Par contre, la vraie surprise peut venir du Parlement européen. Dans les accords entre Etats membres, à la fois sur le budget pluriannuel de l’Union, et sur le plan de relance, beaucoup de députés européens ne retrouvent pas les priorités qu’ils souhaitent, à la fois sur le financement de la recherche et de la transition énergétique. Il est donc possible que le Parlement européen, dont l’accord est indispensable sur le budget pluriannuel, renâcle et essaye d’imposer une vision de l’avenir européen encore plus ambitieuse que celle des Etats.
Bruno Alomar : Oui. Mais comme toujours, il faudra, in fine, négocier. La vraie question est de savoir où sont les lignes rouges infranchissables.
Au-delà, cette querelle montre bien l’étendue du schisme Est/Ouest sur les questions de société et politiques (immigration, famille, identité), est au moins aussi fort que le schisme Nord/Sud entre frugaux et dépensiers.

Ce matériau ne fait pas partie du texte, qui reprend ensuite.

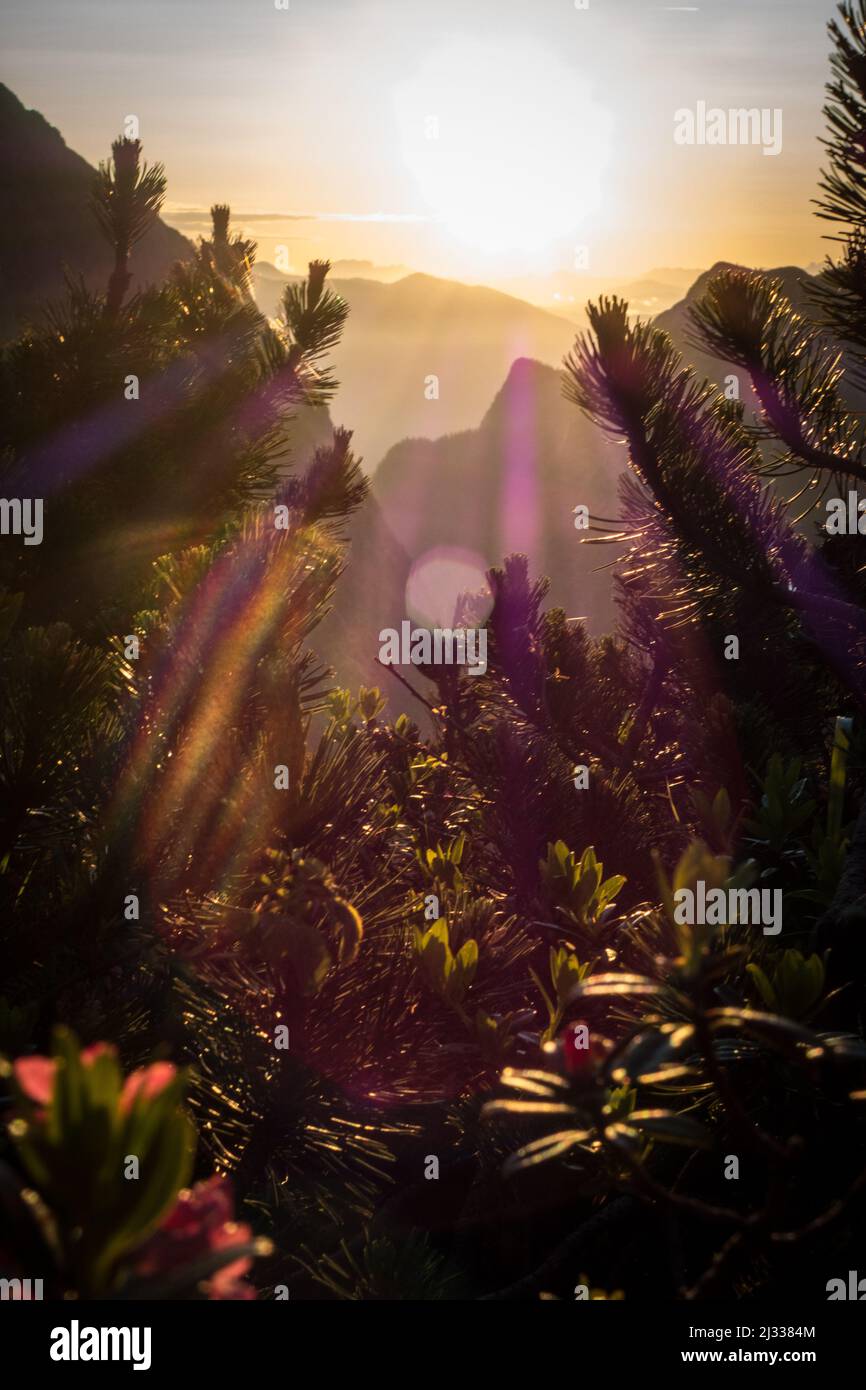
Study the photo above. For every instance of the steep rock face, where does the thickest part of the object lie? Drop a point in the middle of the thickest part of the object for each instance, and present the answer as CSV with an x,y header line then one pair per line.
x,y
512,484
47,225
424,356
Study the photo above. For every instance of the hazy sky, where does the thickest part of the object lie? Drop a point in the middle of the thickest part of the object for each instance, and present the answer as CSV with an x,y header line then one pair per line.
x,y
474,138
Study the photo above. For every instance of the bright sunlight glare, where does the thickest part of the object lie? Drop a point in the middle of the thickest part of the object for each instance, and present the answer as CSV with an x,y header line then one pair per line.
x,y
505,141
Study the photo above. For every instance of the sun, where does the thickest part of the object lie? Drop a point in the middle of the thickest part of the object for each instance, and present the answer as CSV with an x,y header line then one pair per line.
x,y
505,141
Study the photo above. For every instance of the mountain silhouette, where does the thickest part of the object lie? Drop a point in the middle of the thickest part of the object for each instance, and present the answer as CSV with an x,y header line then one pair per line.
x,y
401,335
47,225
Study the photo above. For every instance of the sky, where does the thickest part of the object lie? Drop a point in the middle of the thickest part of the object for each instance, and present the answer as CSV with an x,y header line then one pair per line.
x,y
478,139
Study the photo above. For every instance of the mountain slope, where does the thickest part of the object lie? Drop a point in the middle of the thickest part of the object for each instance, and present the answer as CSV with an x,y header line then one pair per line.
x,y
401,335
512,484
45,192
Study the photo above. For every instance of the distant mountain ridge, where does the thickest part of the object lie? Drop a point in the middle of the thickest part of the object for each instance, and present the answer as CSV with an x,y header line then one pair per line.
x,y
424,356
513,481
47,224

A ce titre, l’on ne dira jamais assez quel mauvais coup à l’UE Madame Merkel a fait en créant l’appel d’air migratoire de 2015.
Michel Ruimy : Dans le cadre du plan de relance européen qui doit entrer en vigueur au 1er janvier 2021, la Pologne et la Hongrie ont fait aujourd’hui le choix de mettre leurs partenaires sous pression. Tant qu’ils n’en sauront pas plus sur le mécanisme qui doit conditionner le versement des aides au respect de l’Etat de droit, ils bloqueront toute avancée. Si ce mécanisme ne leur convient pas, ils n’hésiteront pas à mettre en péril le plan de relance.
Déjà, à l’issue du sommet du 21 juillet, le Conseil européen avait évoqué la nécessité de mettre en place un tel dispositif mais sa formulation était suffisamment alambiquée pour ne pas provoquer de rupture avec ces deux pays.
Or, pour le Parlement européen, qui doit se prononcer sur le budget communautaire de près de 1 100 milliards d’euros (sur la période 2021-2027) que viendra abonder le plan de relance, la question de l’Etat de droit est cruciale. Dans les négociations en cours avec les Etats membres, elle est d’ailleurs le point sur lequel un accord s’annonce le plus difficile. Viktor Orban le sait. Il avait prévenu, il y a déjà plusieurs semaines, qu’il serait intraitable sur le sujet. Pour certains, il bluffe car il a besoin des fonds de cohésion de l’Europe.
Dans ce contexte, d’autres pays, notamment les « frugaux » (Pays-Bas, Danemark, Suède, Autriche) et la Finlande, qui savent que la question de l’Etat de droit est un sujet important pour leur opinion et la ratification par leurs parlements, ont également refusé de s’engager plus avant dans le processus de ratification, histoire de montrer à la Pologne et à la Hongrie qu’ils ne se laisseront pas intimider et qu’ils sont décidés à ce qu’un mécanisme de conditionnalité au respect de l’Etat de droit digne de ce nom voie le jour.
On assiste donc à un « poker menteur ».